Reading key-value pairs as fast as possible in C++ from file

Question

I have a file with roughly 2 million lines like this:

2s,3s,4s,5s,6s 100000
2s,3s,4s,5s,8s 101
2s,3s,4s,5s,9s 102

The first comma separated part indicates a poker result in Omaha, while the latter score is an example "value" of the cards. It is very important for me to read this file as fast as possible in C++, but I cannot seem to get it to be faster than a simple approach in Python (4.5 seconds) using the base library.

Using the Qt framework (QHash and QString), I was able to read the file in 2.5 seconds in release mode. However, I do not want to have the Qt dependency.

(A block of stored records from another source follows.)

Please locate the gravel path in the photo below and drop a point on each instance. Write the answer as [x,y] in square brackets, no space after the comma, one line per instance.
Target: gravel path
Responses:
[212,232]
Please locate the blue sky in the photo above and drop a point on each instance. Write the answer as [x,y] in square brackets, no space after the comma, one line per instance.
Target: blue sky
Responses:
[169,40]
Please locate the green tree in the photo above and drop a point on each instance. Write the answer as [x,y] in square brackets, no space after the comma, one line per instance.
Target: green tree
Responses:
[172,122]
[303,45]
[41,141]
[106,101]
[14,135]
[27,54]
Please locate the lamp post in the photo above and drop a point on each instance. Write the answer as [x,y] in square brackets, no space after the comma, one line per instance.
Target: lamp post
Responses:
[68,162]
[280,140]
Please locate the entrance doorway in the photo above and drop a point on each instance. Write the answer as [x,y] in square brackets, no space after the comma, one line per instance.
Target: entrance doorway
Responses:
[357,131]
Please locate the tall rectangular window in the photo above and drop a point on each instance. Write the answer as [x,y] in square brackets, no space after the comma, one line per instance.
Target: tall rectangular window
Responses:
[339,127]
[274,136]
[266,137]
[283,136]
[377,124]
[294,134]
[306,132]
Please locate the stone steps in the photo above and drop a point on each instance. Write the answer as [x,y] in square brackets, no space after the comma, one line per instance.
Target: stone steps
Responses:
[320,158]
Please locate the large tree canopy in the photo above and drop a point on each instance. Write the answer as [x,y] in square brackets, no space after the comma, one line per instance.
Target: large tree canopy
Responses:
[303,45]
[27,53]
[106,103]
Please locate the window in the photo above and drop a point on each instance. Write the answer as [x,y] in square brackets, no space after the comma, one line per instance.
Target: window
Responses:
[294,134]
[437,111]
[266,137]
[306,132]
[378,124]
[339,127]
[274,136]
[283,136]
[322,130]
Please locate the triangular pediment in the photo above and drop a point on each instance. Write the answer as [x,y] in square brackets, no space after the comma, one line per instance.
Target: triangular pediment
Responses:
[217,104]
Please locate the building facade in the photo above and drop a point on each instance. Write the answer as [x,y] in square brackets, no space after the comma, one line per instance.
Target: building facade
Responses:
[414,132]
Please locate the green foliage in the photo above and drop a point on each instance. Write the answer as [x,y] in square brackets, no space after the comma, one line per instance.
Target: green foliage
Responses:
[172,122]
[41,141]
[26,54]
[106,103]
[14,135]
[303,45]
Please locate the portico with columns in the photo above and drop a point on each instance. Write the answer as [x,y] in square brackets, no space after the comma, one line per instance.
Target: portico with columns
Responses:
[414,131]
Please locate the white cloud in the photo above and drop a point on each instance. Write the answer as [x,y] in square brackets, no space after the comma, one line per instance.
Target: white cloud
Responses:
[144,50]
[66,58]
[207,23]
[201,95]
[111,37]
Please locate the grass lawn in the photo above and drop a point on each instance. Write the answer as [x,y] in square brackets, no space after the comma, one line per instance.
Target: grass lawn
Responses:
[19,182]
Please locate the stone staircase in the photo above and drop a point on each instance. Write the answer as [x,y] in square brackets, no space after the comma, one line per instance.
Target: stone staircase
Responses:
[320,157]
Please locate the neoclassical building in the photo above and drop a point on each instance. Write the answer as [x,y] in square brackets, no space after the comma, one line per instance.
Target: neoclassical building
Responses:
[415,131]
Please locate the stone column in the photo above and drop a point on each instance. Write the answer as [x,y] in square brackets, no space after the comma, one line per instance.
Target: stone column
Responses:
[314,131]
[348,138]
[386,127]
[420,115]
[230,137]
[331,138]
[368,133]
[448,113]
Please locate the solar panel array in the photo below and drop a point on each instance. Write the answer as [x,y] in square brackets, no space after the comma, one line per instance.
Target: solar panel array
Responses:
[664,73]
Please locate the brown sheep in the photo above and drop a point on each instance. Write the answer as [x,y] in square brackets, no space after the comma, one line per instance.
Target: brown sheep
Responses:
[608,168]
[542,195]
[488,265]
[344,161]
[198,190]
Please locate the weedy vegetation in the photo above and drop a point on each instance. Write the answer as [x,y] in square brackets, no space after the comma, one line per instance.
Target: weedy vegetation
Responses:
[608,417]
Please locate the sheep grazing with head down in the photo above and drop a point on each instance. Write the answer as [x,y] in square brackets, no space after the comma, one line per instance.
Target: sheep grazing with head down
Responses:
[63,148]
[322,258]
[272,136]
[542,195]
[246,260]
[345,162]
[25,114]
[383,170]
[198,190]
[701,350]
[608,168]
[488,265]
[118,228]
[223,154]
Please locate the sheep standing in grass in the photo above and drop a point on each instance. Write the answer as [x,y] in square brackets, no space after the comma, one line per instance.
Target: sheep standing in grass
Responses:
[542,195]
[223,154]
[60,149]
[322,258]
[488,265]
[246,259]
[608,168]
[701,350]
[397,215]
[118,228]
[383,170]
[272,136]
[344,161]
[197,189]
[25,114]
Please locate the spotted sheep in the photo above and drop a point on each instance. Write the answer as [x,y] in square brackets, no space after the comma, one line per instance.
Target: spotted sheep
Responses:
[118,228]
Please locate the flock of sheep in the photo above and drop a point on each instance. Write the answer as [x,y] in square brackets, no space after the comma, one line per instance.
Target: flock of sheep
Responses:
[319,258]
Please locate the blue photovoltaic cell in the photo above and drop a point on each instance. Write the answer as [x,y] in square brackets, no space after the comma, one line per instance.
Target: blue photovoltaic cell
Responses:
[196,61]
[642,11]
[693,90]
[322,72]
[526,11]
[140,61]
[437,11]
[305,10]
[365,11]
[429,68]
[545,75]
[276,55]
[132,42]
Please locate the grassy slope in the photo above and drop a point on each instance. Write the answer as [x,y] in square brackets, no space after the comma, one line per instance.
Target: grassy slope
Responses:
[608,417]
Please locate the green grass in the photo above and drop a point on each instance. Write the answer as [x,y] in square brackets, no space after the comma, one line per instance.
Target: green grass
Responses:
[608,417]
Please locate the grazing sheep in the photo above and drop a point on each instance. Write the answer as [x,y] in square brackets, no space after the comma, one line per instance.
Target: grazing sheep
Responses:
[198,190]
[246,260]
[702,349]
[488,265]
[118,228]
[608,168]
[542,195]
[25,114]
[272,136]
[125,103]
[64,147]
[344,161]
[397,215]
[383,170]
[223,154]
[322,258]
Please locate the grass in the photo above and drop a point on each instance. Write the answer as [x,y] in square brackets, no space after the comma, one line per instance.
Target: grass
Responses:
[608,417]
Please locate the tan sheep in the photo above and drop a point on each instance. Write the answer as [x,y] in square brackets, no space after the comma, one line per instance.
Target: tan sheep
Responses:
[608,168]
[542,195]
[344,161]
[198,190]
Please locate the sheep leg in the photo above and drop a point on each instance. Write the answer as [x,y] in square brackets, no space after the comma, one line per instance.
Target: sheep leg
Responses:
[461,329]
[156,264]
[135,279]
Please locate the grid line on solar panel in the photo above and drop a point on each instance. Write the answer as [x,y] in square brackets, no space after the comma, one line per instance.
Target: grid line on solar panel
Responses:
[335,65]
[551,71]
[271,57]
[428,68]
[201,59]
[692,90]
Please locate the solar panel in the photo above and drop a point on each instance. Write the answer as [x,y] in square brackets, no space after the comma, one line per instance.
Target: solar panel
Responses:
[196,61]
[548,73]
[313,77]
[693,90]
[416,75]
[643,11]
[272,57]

The goal is to allow quick simulations using those 2 million lines, i.e. some_container["2s,3s,4s,5s,6s"] to yield 100 (though if applying a translation function or any non-readable format will allow for faster reading that's okay as well).

My current implementation is extremely slow (8 seconds!):

std::map<std::string, int> get_file_contents(const char *filename)
{
    std::map<std::string, int> outcomes;
    std::ifstream infile(filename);

    std::string c;
    int d;

    while (infile.good())
    {
        infile >> c;
        infile >> d;
        //std::cout << c << d << std::endl;
        outcomes[c] = d;
    }
    return outcomes;
}

What can I do to read this data into some kind of a key/value hash as fast as possible?

Note: The first 16 characters are always going to be there (the cards), while the score can go up to around 1 million.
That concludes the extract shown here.